Silbó y Nemo surgió de un salto de alguna oscura cavidad en la que estaba escondido. El enorme lobo se enderezó sobre sus patas traseras y le lamió la cara con entusiasmo, tras lo que volvió al suelo para festejar con felicidad su regreso, lo que le valió un buen pedazo de queso. Saltó en círculos alrededor de su amo mientras este subía con dificultad por los irregulares escalones de piedra por los que se entraba al castillo.

S.T. se detuvo en la armería y contempló un enorme cuadro, que ya apenas era visible a la luz del crepúsculo. Mientras Nemo resoplaba en sus botas, dio al retrato de un imponente caballo negro una rápida pincelada en un costado que había perdido lustre.

– Ya estoy en casa, viejo amigo -dijo en voz baja-. Ya he vuelto.

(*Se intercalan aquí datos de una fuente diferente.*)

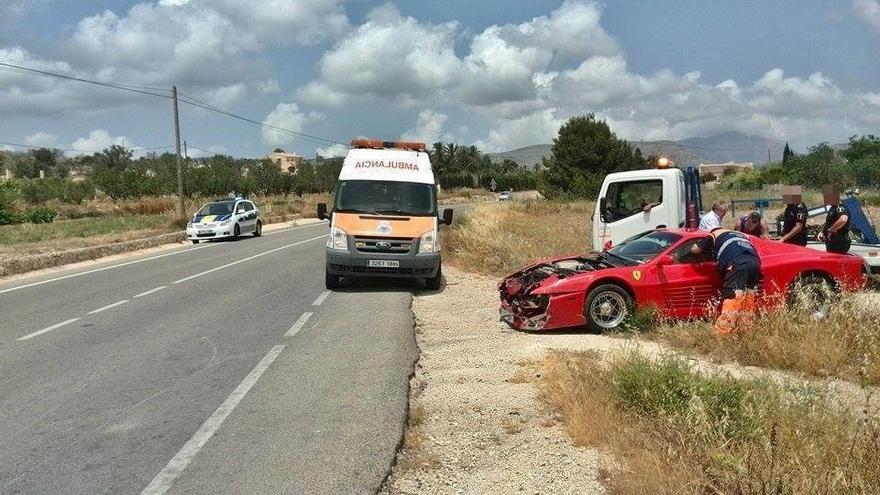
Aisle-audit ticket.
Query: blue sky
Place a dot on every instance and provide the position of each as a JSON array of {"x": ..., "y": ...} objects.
[{"x": 497, "y": 73}]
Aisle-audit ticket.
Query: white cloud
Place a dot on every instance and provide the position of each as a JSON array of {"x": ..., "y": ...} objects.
[
  {"x": 42, "y": 139},
  {"x": 429, "y": 128},
  {"x": 286, "y": 116},
  {"x": 869, "y": 11},
  {"x": 334, "y": 150},
  {"x": 100, "y": 139}
]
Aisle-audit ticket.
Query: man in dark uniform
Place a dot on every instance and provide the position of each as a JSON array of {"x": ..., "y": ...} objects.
[
  {"x": 835, "y": 232},
  {"x": 794, "y": 218},
  {"x": 739, "y": 264}
]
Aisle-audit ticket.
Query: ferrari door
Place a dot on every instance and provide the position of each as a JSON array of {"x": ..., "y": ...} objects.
[{"x": 691, "y": 284}]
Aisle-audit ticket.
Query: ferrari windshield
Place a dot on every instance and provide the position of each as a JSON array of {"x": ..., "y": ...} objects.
[
  {"x": 645, "y": 246},
  {"x": 219, "y": 208},
  {"x": 385, "y": 197}
]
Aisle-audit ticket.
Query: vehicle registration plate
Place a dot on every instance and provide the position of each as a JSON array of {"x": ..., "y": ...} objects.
[{"x": 383, "y": 263}]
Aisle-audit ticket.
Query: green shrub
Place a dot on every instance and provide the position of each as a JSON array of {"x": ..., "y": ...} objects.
[{"x": 40, "y": 215}]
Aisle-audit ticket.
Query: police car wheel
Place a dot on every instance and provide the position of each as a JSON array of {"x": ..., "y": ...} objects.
[
  {"x": 812, "y": 293},
  {"x": 607, "y": 307},
  {"x": 331, "y": 281}
]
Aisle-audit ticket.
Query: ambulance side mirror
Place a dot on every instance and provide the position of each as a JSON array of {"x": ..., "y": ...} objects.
[
  {"x": 603, "y": 209},
  {"x": 447, "y": 216},
  {"x": 322, "y": 211}
]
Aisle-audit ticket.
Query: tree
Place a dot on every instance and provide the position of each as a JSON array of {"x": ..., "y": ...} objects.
[
  {"x": 584, "y": 151},
  {"x": 786, "y": 154}
]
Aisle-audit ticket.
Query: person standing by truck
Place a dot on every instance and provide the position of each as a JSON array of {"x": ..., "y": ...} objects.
[
  {"x": 739, "y": 264},
  {"x": 794, "y": 218},
  {"x": 752, "y": 224},
  {"x": 835, "y": 232}
]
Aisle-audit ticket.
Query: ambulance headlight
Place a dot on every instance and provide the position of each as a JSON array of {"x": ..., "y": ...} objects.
[
  {"x": 429, "y": 243},
  {"x": 338, "y": 239}
]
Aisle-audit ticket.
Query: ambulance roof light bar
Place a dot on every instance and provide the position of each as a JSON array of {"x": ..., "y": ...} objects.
[{"x": 379, "y": 144}]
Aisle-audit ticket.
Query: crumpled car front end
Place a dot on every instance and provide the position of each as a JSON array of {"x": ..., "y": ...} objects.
[{"x": 531, "y": 299}]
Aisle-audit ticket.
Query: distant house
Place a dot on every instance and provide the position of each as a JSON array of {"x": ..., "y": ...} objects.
[
  {"x": 719, "y": 169},
  {"x": 289, "y": 162}
]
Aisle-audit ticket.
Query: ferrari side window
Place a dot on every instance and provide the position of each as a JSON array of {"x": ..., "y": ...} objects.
[
  {"x": 682, "y": 254},
  {"x": 632, "y": 197}
]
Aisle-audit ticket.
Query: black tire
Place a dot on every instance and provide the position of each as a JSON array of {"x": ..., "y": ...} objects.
[
  {"x": 331, "y": 281},
  {"x": 434, "y": 282},
  {"x": 812, "y": 292},
  {"x": 607, "y": 307}
]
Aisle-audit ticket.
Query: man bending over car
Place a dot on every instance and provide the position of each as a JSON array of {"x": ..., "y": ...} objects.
[{"x": 739, "y": 264}]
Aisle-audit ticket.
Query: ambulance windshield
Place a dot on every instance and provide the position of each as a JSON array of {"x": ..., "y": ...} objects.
[{"x": 385, "y": 197}]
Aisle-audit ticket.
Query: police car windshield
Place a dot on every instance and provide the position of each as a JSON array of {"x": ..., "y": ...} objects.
[
  {"x": 385, "y": 197},
  {"x": 645, "y": 246},
  {"x": 220, "y": 208}
]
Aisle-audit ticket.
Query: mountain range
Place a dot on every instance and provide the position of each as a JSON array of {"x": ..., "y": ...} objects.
[{"x": 717, "y": 148}]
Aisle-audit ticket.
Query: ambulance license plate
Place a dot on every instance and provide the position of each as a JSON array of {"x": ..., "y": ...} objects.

Siguió contemplando el cuadro durante un instante. Cuando Nemo gimió, se volvió bruscamente y se agachó para rascarlo con fuerza. El lobo se restregó contra su pierna mientras gozaba, se agitaba y gruñía de placer ante tantas atenciones.

La cena fue escasa y sencilla: una cazuela de guisado de conejo cazado por Nemo, que compartió con este, junto con lo que quedaba del buen vino tinto de Marc. S.T., sentado frente al fuego de la cocina y reclinado contra la mesa sobre dos de las patas de un taburete de tres, se preguntó si debería intentar plantar vides y si tenía en esos momentos las suficientes ganas de pintar como para encender las antorchas del gran salón. Decidió que no, así que volvió a cavilar sobre el misterioso proceso de la producción de vino, que según Marc era de una complejidad incomprensible. A saber qué cuidados necesitarían las viñas. Bastante tenía ya con quitar las malas hierbas de los ajos. También había algo que siempre se comía los pimientos en cuanto nacían si él no se tomaba la maldita molestia de tumbarse junto a ellos y pasar allí toda la noche.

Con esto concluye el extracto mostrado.